It’s amazing how often the C-word comes up during the day. Billboards, radio, newspapers, T-Shirts, and bumper stickers. Or, from the lady who’s trying to steal the last green bowl from Dollarama.
It was Friday afternoon and I was flying through the store, trying to buy some bowls. It was a favorite friend’s birthday, and we were heading up north, to her surprise pig roast/pot luck for 150 people. I was making pesto pasta salad and was looking for bowls that would show off dish and make it look pretty. Secretly, I wanted mine to be the best looking dish on the table.

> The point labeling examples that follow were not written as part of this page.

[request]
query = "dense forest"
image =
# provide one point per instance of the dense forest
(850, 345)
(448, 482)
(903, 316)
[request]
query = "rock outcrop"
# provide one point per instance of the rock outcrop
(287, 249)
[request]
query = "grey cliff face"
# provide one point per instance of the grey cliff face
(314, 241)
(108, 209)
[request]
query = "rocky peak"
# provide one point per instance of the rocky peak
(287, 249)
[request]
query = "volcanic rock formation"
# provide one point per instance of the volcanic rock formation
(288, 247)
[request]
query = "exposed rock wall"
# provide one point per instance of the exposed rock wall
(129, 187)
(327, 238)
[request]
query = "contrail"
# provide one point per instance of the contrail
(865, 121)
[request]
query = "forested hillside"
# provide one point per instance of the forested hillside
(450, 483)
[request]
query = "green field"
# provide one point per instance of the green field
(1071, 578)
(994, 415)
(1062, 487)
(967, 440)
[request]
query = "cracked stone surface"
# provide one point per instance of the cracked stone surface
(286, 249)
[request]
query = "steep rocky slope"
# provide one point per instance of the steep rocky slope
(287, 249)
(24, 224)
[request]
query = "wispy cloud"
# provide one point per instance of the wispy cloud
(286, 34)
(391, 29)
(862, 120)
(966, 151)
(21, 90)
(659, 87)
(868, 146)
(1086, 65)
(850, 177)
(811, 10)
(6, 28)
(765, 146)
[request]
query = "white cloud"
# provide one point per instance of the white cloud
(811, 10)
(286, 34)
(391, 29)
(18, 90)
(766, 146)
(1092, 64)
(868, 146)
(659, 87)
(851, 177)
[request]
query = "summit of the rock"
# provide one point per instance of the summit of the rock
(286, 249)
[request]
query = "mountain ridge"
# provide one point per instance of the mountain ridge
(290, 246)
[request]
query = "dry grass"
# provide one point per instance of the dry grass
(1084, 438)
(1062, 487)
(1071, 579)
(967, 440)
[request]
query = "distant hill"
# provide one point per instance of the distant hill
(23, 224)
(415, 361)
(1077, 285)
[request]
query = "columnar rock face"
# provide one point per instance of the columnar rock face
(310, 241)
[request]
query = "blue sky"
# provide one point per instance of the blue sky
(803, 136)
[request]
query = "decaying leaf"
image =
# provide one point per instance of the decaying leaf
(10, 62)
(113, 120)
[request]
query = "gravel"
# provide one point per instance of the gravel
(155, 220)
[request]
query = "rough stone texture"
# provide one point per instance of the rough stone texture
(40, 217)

In the bowl aisle was a stocky woman who was reaching unsuccessfully for the top shelf. ‘Can I help you?’ I asked. Waving one chubby hand in the air, she told me that she couldn’t reach the shelf. Then she told me that the reason she couldn’t reach it was because she’d had cancer. I would argue, that she couldn’t reach because she was short. But she elaborated, and at times, her Eastern European accent was so thick that I could barely make out what she was saying.
Turns out she’d had a couple of surgeries, and was no longer nimble. I told her I understood. Then she said, somewhat apologetically, that the cancer was also to blame for her hair being so thin. Her hair was indeed a bit sparse, and because I could look down on her I could see a lot of scalp – but bless her heart – she’d given herself a perm and dyed it red, the same colour as her lipstick.
‘I went through chemo too.’ I told her. Her eyes bulged. ‘You did?! But your-a hair is so thick!’ I tried not to gloat. Inside though, my heart was swelling with pride. I haven’t had a ‘thick hair’ comment since last summer, and it was long overdue.
Then I saw the bowl that I wanted. It was apple green on the outside, and white on the inside (A bargain at $1.25!) and would certainly compliment my pasta. It was perfect. I grabbed it, and then grabbed a second one.
'That’s a nice bowl,’ said the lady. ‘Its-a what I want for my salad. It’s-a pasta’. Uh-oh! ‘Are there more?’ she asked. I told her no. ‘I’m going to a barbeque,’ she told me. I nodded. ‘Tomorrow night,’ she said, ‘For my son’s-a birthday.’
Barbeque. Potluck. Birthday. Chemo. Saturday night. There were definite similarities. But I didn’t want to share my bowls. There was a whole wall of bowls but I had the only two green ones in my hot little hand, and I intended to use them.
Then she lifted up her shirt. ‘Look-a at my scar.’ Across her round belly was a pink line about 14 inches long. ‘They-a said it spread like Octopus. But it’s shrinking. It keeps a-shrinking. I’m-a going on-a Thursday for my test results. I’m-a very nervous and my husband won’t-a talk to me about it. He just watches TV.’
Okay! I couldn’t stand it anymore. She’d won. Her scar was worse, her prognosis was worse, and her crappy husband was the final straw. I handed her my green bowls. She smile up at me and asked if I thought her tomato fusilli salad would look good in them, or, if she should get the fake cut crystal bowls (a bargain at $1.50). Well, I honestly thought that her pasta salad would look better in fake cut crystal, and I reached up and handed them to her. She thanked me, and asked if she should get one or two. Two, I told her. Then she told me that she couldn’t concentrate because all she thought about were her tests. ‘Pray for me,’ she said. I gave her a hug, and told her that I would. Then I took my green bowls in left. I haven't thought much about her until today.
But it's a-Thursday, and I’m-a praying.